Twelve months ago, Waipā’s Monavale Blueberries was dealt the cruellest of blows.
The 2022-23 crop from a 44ha orchard boasting than 30 varieties of blueberries in flower was literally frozen to death by a five degree October 7 frost.
Where Monavale planned to harvest five tonnes of berries a day from January to March, it was looking at just 100kg.
Then, to complete the orchard’s worst season in its 38 year history, Cyclone Gabrielle arrived in February to do more damage.
Orchard manager Oliver de Groot told Country Life the 2023-24 crop is -weather permitting – poised to be a good one.
But it, too, has had challenges.
“By the end of our season last year, we had lost 98 per cent of our crop and unfortunately Cyclone Gabrielle had a significant impact,” he reported.
“This year we had a couple of close calls, with two instances where helicopters were called out to protect our crop.
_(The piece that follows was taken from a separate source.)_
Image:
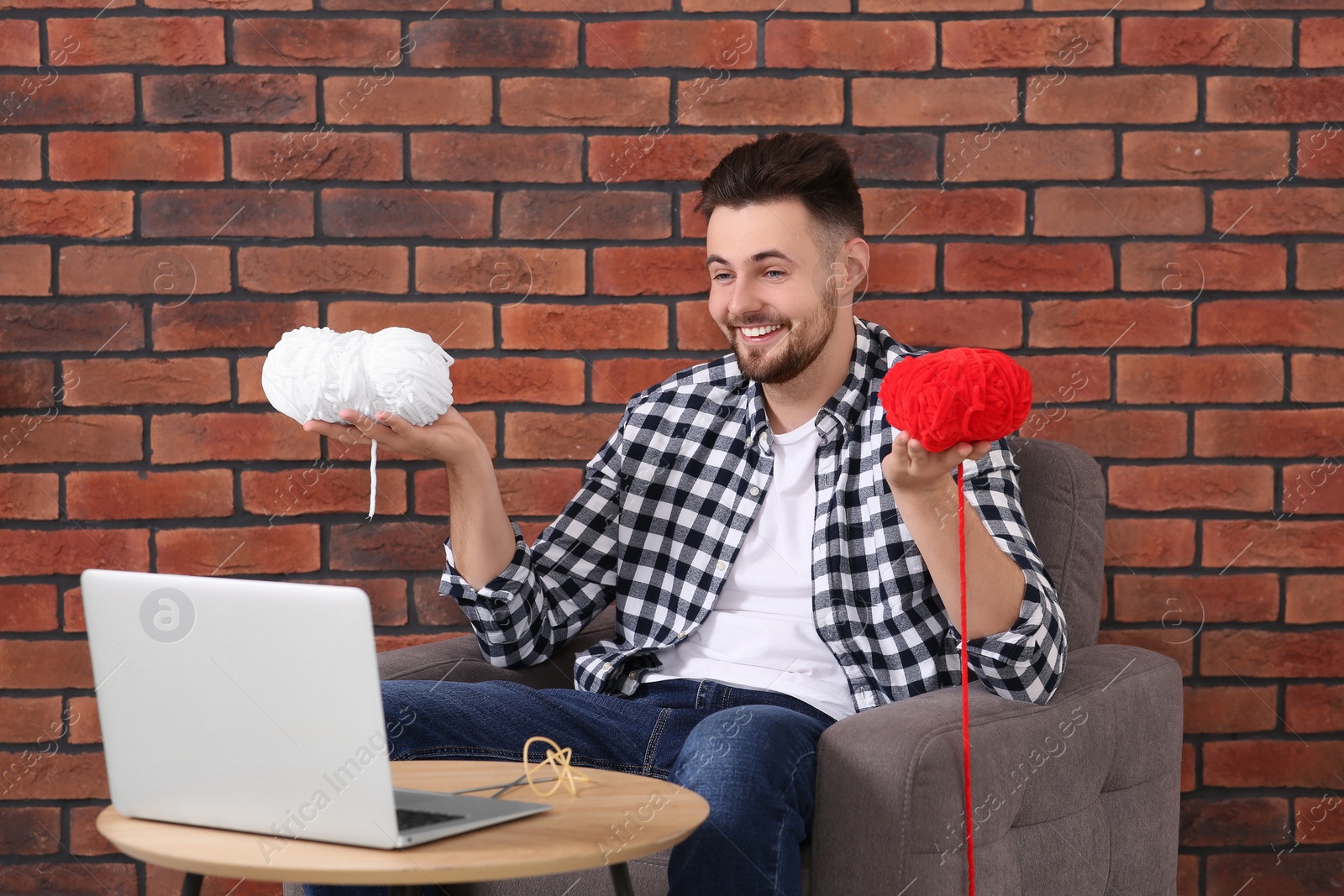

Thankfully this time there was an inversion layer and the helicopter was able to protect our crop with minimal losses.”
He said about half the orchard’s plants have produced fewer flowers this year as a result of the 2022 frost shock. That does present hope that with the plants growing vigorously without as many flowers, they will produce a lot more fruit in the 2024-25 season.
But, de Groot said, there will be fruit available in summer.
“Due to the recent cooler spells, our early season fruit has been delayed by several weeks, and instead of picking in the first week of November, we are expecting to be picking from the first week of December.
“The fruit itself looks to be of excellent quality and we are excited about the coming season.”
Monavale is selling it first berries of the season – from its tunnel houses – at the Cambridge and Hamilton farmers markets and it is planned for its café, Café Irresistiblue, to be open for pick-your-own berries over the summer this year.